Lakers Exit Interviews 2018: Magic Johnson, Rob Pelinka And Luke Walton Agree Lonzo Ball Doesn’t Need To Change Shooting Form
Lonzo Ball, Lakers
Gary A. Vasquez-USA TODAY Sports

Los Angeles Lakers point guard Lonzo Ball is known for a lot of things but having a perfect jump shot is not one of them. It’s uncomfortably awkward, with the ball being flung at the basket from the wrong side of his body.

Ball stuck with it because, for the most part, the shot went in. It wasn’t pretty, but sometimes oddballs can find success. Shawn Marion had an excellent career by flinging the ball from his waist. Rick Barry shot free throws underhand and rarely missed.

In college, Ball made 41 percent of his threes; more than enough to continue firing away. In his rookie season with the Lakers, however, that number dipped to just 30 percent, and Ball shot an unfathomably bad 45 percent from the free throw line.

Given these struggles, calls rang out once again for Ball to tinker with his mechanics during the offseason, but the Lakers are unified in no such change is necessary.

“When we’re evaluating shooting mechanics, the two biggest things we’re looking at is the release and spin on the ball, and the arch, the trajectory of the ball,” Lakers general manager Rob Pelinka said on the final day of exit interviews.

“We’ve studied those two things on Lonzo. He has a very beautiful release. His ball spins very true, he’s got good arch on the ball. There’s been other shooters that are Hall-of-Fame players, like Reggie Miller, who have unorthodox strokes but have been great shooters. We don’t really talk or think about changing how he shoots.”

Said Lakers head coach Luke Walton: “There’s always little things you can change; the balance of your shot and things like that, you always work on those as a shooter. But changing the form, I wouldn’t recommend doing that.”

With a focus put on becoming a better shooter, the hope is also that Ball will improve from the free throw line, which Lakers president of basketball operations Magic Johnson was sure to highlight during their meeting with Ball.”
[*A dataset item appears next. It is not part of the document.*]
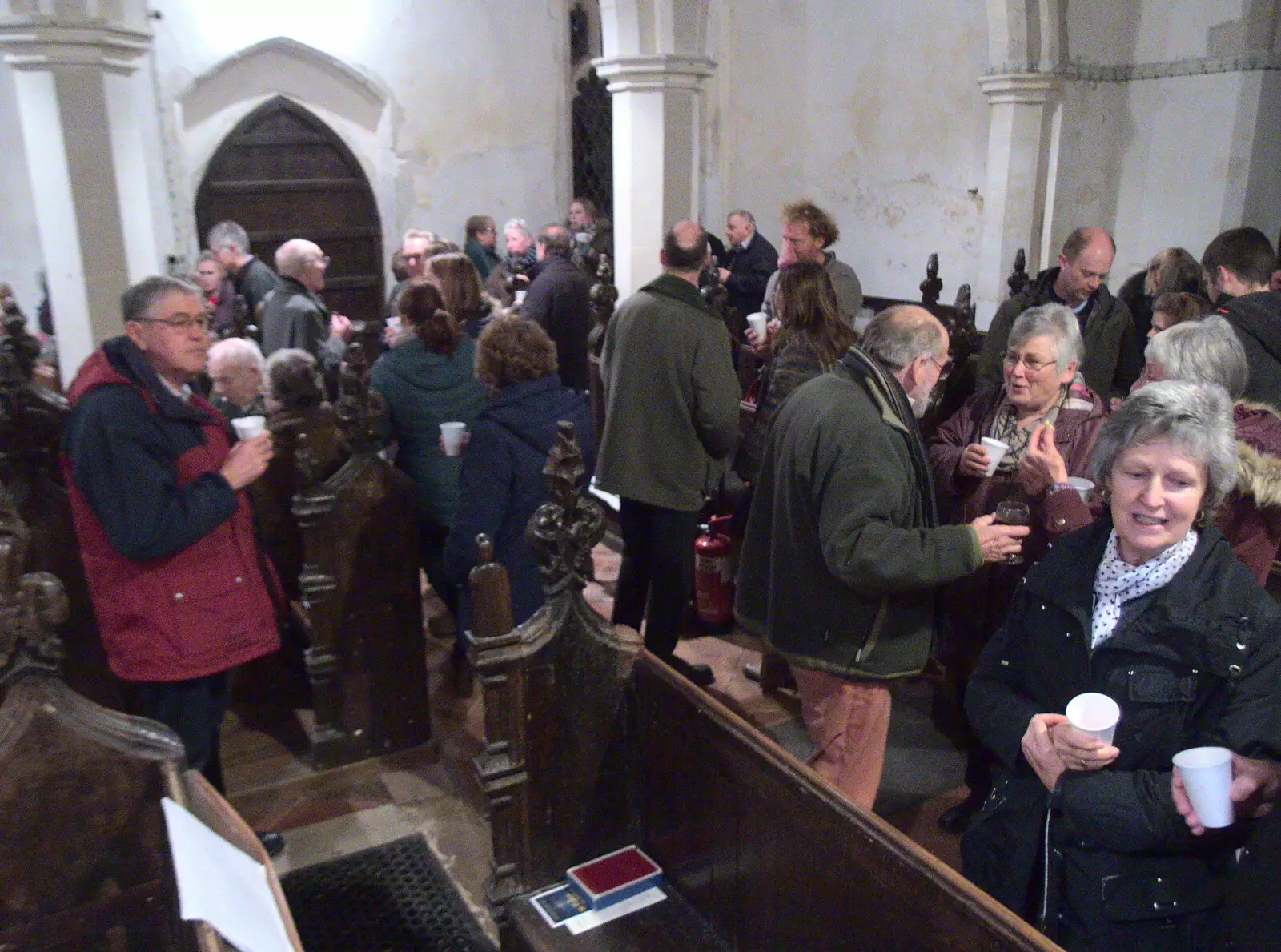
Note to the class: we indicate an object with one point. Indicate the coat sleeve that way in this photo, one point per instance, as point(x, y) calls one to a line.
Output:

“We’re going to stay with that and have him concentrate more. He has to shoot a lot of jump shots and free throws this summer. We challenged everybody for the free throw line. I was really disappointed across the board on free throws,” Johnson said.

While his strange mechanics will stay the same that doesn’t mean that Ball’s game will be stagnant during the offseason. On the contrary, he has plenty to work on, and already has a plan for how to make himself a more effective offensive player.

“Probably my main focus is scoring from all levels. Especially off the pick-and-roll, getting in the paint,” Ball said. “I feel like if I can add that to my game it would help a lot. Floaters, pull-ups, stuff of that nature.”

If Ball can indeed improve in the pick-and-roll and the mid-range it should open up the floor for his passing considerably. Teams would no longer be able to sag off of him as much, and with his 6’6” frame seeing over the top of the defense, Ball will have an easier time finding targets to dish to.

It’s going to be a big summer for Ball with plenty of work ahead of him, but he still has the potential to be a special player, even with his odd shooting motion.